The Fascinating Life of Victor Hugo
“He never went out without a book under his arm, and he often came back with two.”
To celebrate the launch of our new Les Misérables crate, we wanted to dedicate this blog post to its author: Victor Hugo. Creator of wonderful books and a talented poet and artist too. Hugo lived an interesting life - one that’s definitely worth writing about! We’ve taken some of the most significant parts of his story and have written about them below.
There’s an engraved sandstone block marking the spot where Victor Hugo was conceived. (Yes, really.) Hugo’s parents shared some ‘alone time’ together on top of France’s Mont Donon, where you’re able to enjoy views of France, Germany and Switzerland. Hugo’s father enjoyed telling his son that his life was destined to be just as interesting and unique as his conception. He wasn’t wrong!
Victor Hugo was born on 26th February 1802 to General Joseph Léopold Sigisbert Hugo and Sophie Trébuchet. He was the eldest child in a family of five with two younger brothers, Abel and Eugéne.
After periods of travel due to his father’s army career, his mother decided to settle with her sons in Paris to ensure them a good education. The distance and estrangement between the parents led to their eventual separation with his father then deciding that the boys would be better off at a boarding school.
Hugo completed his education with merit; he excelled in both maths and literature, and gained an honorable mention from the Académie Française for his poems along with winning first place in another national poetry competition.
His talent for writing enabled him to earn money soon after leaving school, meaning he was able to focus on the other love of his life: Adéle Foucher.
Victor and Adéle fell in love as teenagers and married in October 1822. (Hugo was known to brag about how the pair had consummated their marriage nine times on their wedding night.) The two had five children together, two daughters and three sons (one of whom died in infancy), and lived with each other for forty two years until her passing.
Despite all of this the pair had a somewhat unusual relationship, with both parties choosing to be unfaithful to the other. Hugo in particular had a ‘colourful’ love life and engaged in a string of extra marital affairs, the most notable of which being with his devoted mistress, Juliette Drouet. Drouet wrote over 20,000 letters to Hugo during their relationship, which lasted fifty years! Hugo was also an avid frequenter of brothels. Paris’ brothels are said to have shut down for a day of mourning following his death.
Writing & Works
Hugo is known for his incredible output of literature: novels, poems, and plays. He established his place as one of the leading writers of France early on in his writing career. He had huge success with his play Hernani and a number of other successful works soon followed. This included his famous novel, The Hunchback of Notre Dame.

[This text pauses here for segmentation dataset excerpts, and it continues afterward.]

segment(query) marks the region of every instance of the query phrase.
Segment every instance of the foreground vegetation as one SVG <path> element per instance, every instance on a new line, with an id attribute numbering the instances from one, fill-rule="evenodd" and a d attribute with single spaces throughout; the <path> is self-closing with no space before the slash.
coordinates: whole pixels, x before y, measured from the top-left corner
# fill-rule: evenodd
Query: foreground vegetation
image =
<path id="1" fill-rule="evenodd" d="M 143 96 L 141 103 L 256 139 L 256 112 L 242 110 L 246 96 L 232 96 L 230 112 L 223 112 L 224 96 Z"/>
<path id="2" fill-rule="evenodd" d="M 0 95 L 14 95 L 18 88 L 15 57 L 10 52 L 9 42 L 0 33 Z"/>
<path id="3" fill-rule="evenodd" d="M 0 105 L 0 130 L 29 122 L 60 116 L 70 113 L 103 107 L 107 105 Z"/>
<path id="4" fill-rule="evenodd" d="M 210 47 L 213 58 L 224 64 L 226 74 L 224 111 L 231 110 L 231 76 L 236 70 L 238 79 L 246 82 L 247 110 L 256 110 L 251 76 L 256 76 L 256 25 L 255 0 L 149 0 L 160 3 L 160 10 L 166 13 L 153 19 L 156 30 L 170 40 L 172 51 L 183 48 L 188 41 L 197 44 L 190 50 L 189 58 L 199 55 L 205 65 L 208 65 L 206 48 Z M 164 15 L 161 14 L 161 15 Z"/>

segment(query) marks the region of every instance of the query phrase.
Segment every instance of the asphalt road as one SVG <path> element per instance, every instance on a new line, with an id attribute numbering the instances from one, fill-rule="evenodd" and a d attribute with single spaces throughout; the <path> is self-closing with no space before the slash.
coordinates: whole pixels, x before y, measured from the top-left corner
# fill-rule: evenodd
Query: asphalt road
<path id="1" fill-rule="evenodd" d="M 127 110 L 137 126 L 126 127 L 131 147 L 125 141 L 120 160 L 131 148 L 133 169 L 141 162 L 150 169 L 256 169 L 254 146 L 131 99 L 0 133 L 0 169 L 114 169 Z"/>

Hugo was also a well known figure in the political spheres, and campaigned for an end to poverty, free education for all children and the abolition of the death penalty. He was also very vocal in his criticism of Napoleon III, leading to his eventual exile of nineteen years -fifteen of which were spent on the island of Guernsey. It was here that he wrote some of his best works, including both Les Misérables and Toilers of the Sea.
Following the fall of Napoleon in 1870, Hugo returned to France as a national hero. He continued to write there until his death in 1885. Despite his request for a pauper’s funeral, the country gave him one of the grandest send offs in modern history.